Another lovely full English set us up for the final leg. Bit of pain down the outside of my shins and my mates thighs and arse on fire, Castelli bibs maybe arent all they are cracked up to be I teased him as my £25 Amazon purchase was seeing my rear fantastically through the tour. "Only 43 miles to go today lads" said the cheery receptionist as we informed him we also had another 25 miles on top to get home. " Bloody hell lads, good on you" was enough motivation to get us going to Driffield, our first planned coffee stop and again somewhere we regularly visit. Disaster struck when my bottle refused to go back in its cage only for me to catch up with my friend and see him fly off his bike at 25mph, hitting a pothole taking photos . Half an hour of bodging him and his bike back together saw us into Driffield for a proper look at him and his bike, damage wasn't too bad and like the trooper he is he wanted to finish. We hit Bridlington sea front mid afternoon feeling absolutely amazing and after a quick lunch set about riding the remaining miles home. No more hills thankfully and roads we knew saw a fast ride to Hornsea where I teased I was going to stay at my girlfriends and leave him to ride to Hull alone, in his current state im not sure he was amused and we pushed on home together as the team we had become, arriving home in time for tea.


Overall it was an amazing route with a little of everything thrown in, whether that hills, terrain, villages and towns, rain and sun.
Met some amazing people on the way especially shops and cafes who let us fill up water bottles, charge batteries () and take bikes indoors.
Its incredibly well signposted and would have felt comfortable without even uploading the gpx to the Garmin. All in ended up being around 220 miles in 3 days with detours etc and a massive sense of achievement I would recommend to anyone with a reasonable level of fitness.
Small selection of photos below of the many taken, thanks for taking the time to read and if anyone is thinking of doing it, go for it! Loved every minute.


----------



## HobbesOnTour (7 Jul 2021)

> ooooof but them hills were unexpected, especially with a laden bike.


You call that laden?

Good write up, thanks for sharing.

I'm a little confused - did you ride into your friend when he stopped to take a photo?


----------



## Scotchlovingcylist (7 Jul 2021)

HobbesOnTour said:


> You call that laden?
> 
> Good write up, thanks for sharing.
> 
> I'm a little confused - did you ride into your friend when he stopped to take a photo?
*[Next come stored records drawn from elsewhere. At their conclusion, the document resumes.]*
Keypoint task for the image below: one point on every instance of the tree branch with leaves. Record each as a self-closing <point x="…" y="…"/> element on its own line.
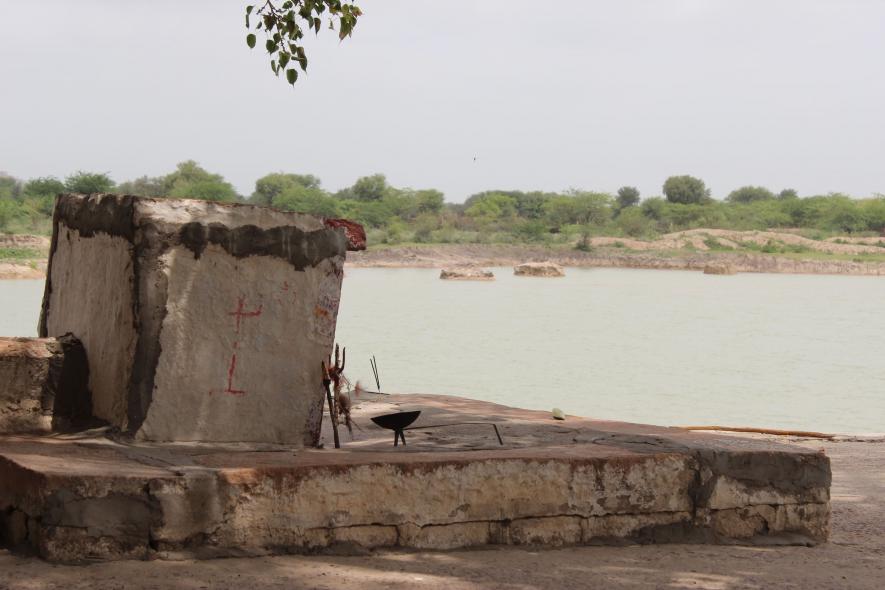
<point x="284" y="25"/>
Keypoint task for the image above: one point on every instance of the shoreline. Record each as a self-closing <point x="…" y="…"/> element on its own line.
<point x="494" y="255"/>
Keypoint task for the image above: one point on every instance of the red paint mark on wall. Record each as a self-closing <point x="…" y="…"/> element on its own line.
<point x="240" y="313"/>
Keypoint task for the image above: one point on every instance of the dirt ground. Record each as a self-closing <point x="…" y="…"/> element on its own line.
<point x="854" y="558"/>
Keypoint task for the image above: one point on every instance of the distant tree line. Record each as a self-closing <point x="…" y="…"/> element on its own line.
<point x="396" y="214"/>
Haha, laden compared to what im used to i suppose. Currently planning a mtb camping trip so I'm sure I'll come to see what actually laden feels like .

No I was a bit behind but as I caught up saw him fly off. He wasn't paying attention while he was riding and taking pics and he hit a pothole. He thought he was ok but a trip to a walk in centre the day after showed a cracked rib, lots of road rash and he couldn't lift his right arm above his shoulder for a few days.
His gorgeous bike is in a slightly worse state. He took it to a bike shop yesterday which showed cracked handlebars, huge scuffing to one of his shifters and a slightly buckled front wheel and bent derailleur hanger which we managed to bodge at the side of the road to keep him moving, that are now being sorted properly.
Could've been a lot worse and all replaceable.
Oh and his new Jersey and bibs are now binned as they were toast.


----------



## PaulSB (7 Jul 2021)

Geez that all sounds expensive!


----------



## T4tomo (7 Jul 2021)

nice write-up. 

i like that you start the day with a full English - no fancy granola power breakfast for you East yorks boys!


----------



## Scotchlovingcylist (7 Jul 2021)

PaulSB said:


> Geez that all sounds expensive!



Incredibly, he's very particular about things being perfect too so won't be able to live with anything scuffed, he wanted to change his bars anyway so is calling it a happy accident 



T4tomo said:


> nice write-up.
> 
> i like that you start the day with a full English - no fancy granola power breakfast for you East yorks boys!



It was included in the hotel price, us yorkshire lads also like getting our moneys worth .
Never been into energy gels/bars really. Coffee, sausage rolls, pork pies, lots of jelly babies and proper pub grub. Think ill always be a fat lad haha.


----------